The Council of Ministers has approved this Friday the Draft of Law of Maritime Navigation, which puts an end to the contradictions between the international agreements and the Spanish normative hailing back from the last century. Amongst other issues, the law determines the responsibility of those involved in marine traffic, establishes measures to avoid marine pollution and illegal immigration, details the public liability in case of an accident, and improves the protection of the Spanish underwater heritage.
Thus this Draft of Law, which was presented in its preliminary form by the Minister of Justice Alberto Ruiz Gallardón to the Council of Ministers a year ago, updates the legislation regarding the sector of the navigation, standardises the legal system according to the International Maritime Law, provides legal certainty and reflects the current reality of the maritime transport. Additionally, it regulates the contracts for the use of the ships, fixes the conditions of the naval construction contracts and adds new elements to the sales contracts of the ships.
In particular, with accidents in mind, the text states that the “most important” tool against the contamination of the seas is the prevention, therefore it sets some restrictions for the reasons of security and maritime protection, like a better control of the ships that show serious deficiencies and risks for navigation, and specification of shelters in case of emergencies.
Besides, the regulation of the accidents will be carried out by referring to the agreements that rule these issues, in cases of boarding, serious malfunction, rescue, shipwrecked or sunken goods and public liability for contamination.

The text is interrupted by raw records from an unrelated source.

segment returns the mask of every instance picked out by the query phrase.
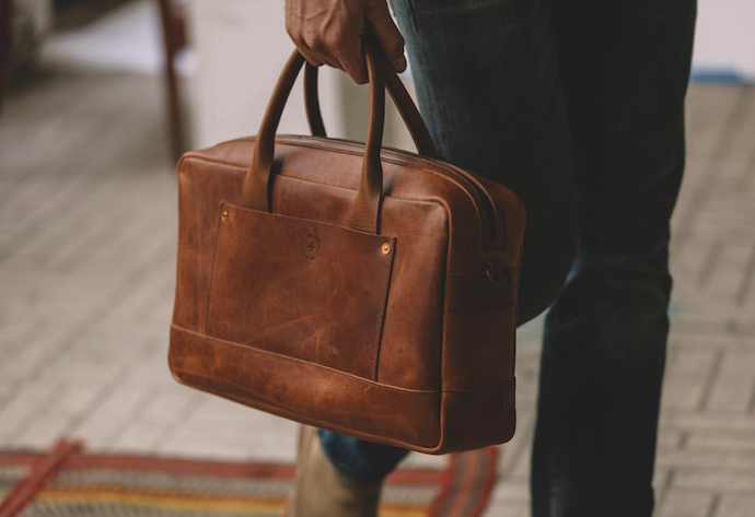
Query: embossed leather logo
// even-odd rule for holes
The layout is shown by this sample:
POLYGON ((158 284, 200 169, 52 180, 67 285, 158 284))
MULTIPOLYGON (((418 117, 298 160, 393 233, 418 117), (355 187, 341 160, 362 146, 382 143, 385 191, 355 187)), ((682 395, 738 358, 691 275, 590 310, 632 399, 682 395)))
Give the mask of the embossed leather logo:
POLYGON ((302 257, 314 260, 320 255, 320 237, 315 234, 307 234, 301 243, 302 257))

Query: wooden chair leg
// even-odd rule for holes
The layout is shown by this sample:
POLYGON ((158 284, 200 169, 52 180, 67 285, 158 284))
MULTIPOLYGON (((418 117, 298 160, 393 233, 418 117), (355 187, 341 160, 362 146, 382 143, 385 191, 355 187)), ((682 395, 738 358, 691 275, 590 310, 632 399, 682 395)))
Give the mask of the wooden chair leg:
POLYGON ((167 101, 167 120, 171 138, 171 153, 174 158, 178 158, 185 151, 183 117, 181 114, 181 99, 178 95, 178 79, 175 70, 175 57, 184 42, 181 42, 181 34, 176 30, 177 22, 173 16, 170 0, 158 0, 160 19, 163 30, 163 42, 165 46, 165 94, 167 101))

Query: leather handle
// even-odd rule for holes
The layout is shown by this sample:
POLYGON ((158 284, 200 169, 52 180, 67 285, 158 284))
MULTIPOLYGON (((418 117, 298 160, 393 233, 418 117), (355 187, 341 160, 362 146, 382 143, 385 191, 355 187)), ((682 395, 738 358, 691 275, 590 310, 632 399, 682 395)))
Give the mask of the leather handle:
MULTIPOLYGON (((434 145, 425 122, 414 106, 411 98, 400 84, 400 80, 391 69, 381 66, 381 56, 373 46, 365 42, 364 56, 367 60, 368 78, 370 82, 370 115, 367 141, 364 143, 364 160, 357 198, 353 204, 352 223, 355 230, 378 234, 380 231, 379 216, 383 190, 383 168, 380 161, 380 150, 383 141, 385 125, 385 82, 384 77, 393 77, 398 82, 402 93, 391 92, 394 102, 399 107, 404 120, 407 122, 418 149, 434 157, 434 145), (404 97, 405 96, 405 97, 404 97), (397 101, 398 99, 398 101, 397 101), (414 109, 408 109, 407 101, 414 109), (404 108, 402 108, 404 106, 404 108), (419 145, 422 145, 420 148, 419 145)), ((275 136, 283 113, 283 107, 289 94, 304 63, 303 56, 294 50, 278 82, 268 103, 263 122, 257 133, 257 142, 252 157, 252 164, 244 178, 241 203, 255 210, 270 210, 270 179, 275 157, 275 136)), ((305 103, 309 111, 310 128, 314 134, 324 134, 325 127, 320 111, 317 99, 316 73, 306 74, 305 103)), ((393 82, 393 87, 396 84, 393 82)), ((420 151, 421 152, 421 151, 420 151)))
MULTIPOLYGON (((432 142, 430 131, 428 131, 422 116, 419 114, 409 92, 406 91, 404 83, 398 75, 390 68, 385 58, 380 56, 379 66, 385 80, 385 86, 391 94, 393 103, 396 105, 404 124, 409 129, 411 140, 419 154, 428 157, 438 157, 435 144, 432 142)), ((317 67, 313 67, 309 62, 305 63, 304 69, 304 104, 306 106, 306 120, 310 125, 310 131, 315 137, 327 137, 325 131, 325 124, 323 122, 323 115, 320 109, 320 96, 317 94, 317 67)))

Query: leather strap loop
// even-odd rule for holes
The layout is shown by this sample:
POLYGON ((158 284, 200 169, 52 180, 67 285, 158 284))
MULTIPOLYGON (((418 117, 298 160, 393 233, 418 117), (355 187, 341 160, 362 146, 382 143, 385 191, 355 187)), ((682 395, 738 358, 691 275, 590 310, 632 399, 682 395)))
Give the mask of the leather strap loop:
MULTIPOLYGON (((435 144, 432 142, 432 137, 430 137, 430 131, 428 131, 427 126, 425 126, 422 116, 419 114, 409 92, 406 91, 404 83, 398 79, 398 75, 396 75, 382 56, 378 57, 378 64, 383 73, 388 94, 391 94, 391 98, 396 105, 398 114, 404 120, 404 125, 409 129, 409 134, 411 134, 411 140, 415 142, 417 151, 425 156, 437 158, 438 151, 435 150, 435 144)), ((305 63, 304 102, 306 106, 306 120, 310 124, 310 130, 313 136, 327 137, 323 122, 323 115, 320 110, 317 70, 317 67, 313 67, 309 62, 305 63)))
MULTIPOLYGON (((427 127, 398 77, 387 66, 384 58, 374 50, 373 45, 367 42, 364 44, 364 56, 367 58, 370 81, 370 121, 364 144, 361 180, 353 204, 351 226, 355 230, 378 234, 380 233, 380 204, 383 195, 383 168, 380 161, 380 151, 385 124, 385 82, 387 82, 391 96, 396 103, 404 121, 407 124, 420 153, 431 157, 434 157, 437 153, 427 127)), ((241 196, 241 203, 248 208, 265 212, 270 211, 270 179, 275 157, 275 136, 283 107, 303 64, 304 58, 298 50, 294 50, 278 79, 263 117, 252 164, 244 178, 241 196)), ((312 70, 307 69, 307 71, 309 73, 305 72, 304 79, 304 98, 310 129, 315 136, 325 136, 325 126, 317 98, 316 69, 312 68, 312 70)))

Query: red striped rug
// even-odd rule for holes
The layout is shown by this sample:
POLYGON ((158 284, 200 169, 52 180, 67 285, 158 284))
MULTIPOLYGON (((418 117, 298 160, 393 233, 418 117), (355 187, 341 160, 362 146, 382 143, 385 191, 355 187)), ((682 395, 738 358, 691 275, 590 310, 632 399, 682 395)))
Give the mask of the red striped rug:
MULTIPOLYGON (((381 517, 479 517, 498 449, 450 455, 444 470, 391 474, 381 517)), ((88 454, 78 442, 47 453, 0 451, 0 517, 280 516, 294 467, 88 454)))

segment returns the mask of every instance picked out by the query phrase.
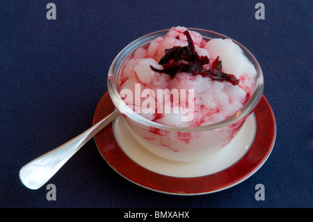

When it comes to public liability for contamination, the Draft of Law points out this is supplementary and additional to the rules specified in the International Agreement over public liability in case of damages due to contamination by hydrocarbon oils, of 1992 (CLC), in the International Agreement over constitution of an international fund for compensation of damages due to contamination by hydrocarbon oils (FUND) and in the International Agreement over public liability for damages due to contamination by hydrocarbon oils for fuel of the ships (BUNKERS 2001). In other words, the law will regulate only the cases, where the above mentioned agreements are not applicable.
Likewise, the aplication of the limitation is guaranteed regardless of the legal proceedings (civil, criminal, contentious-administrative) used to demand responsibility, including if responsibility is sought via the administrative route. This way, the responsibility for contamination is guaranteed. The rules of responsibility considered in the International Agreements are tied in the future Law to a specific legal process, in which the subject that seeks to take advantage of these rules, has a duty to set up in advance a limitation fund to guarantee the payment of corresponding compensations.
It should be clarified that the administrative responsibilities are regulated in the combined text of the Law of the State Ports and the Merchant Navy, while the criminal responsibilities are collected in the article 325 of the Penal Code, which categorizes the acts of contamination of the seas, including when they happen at sea.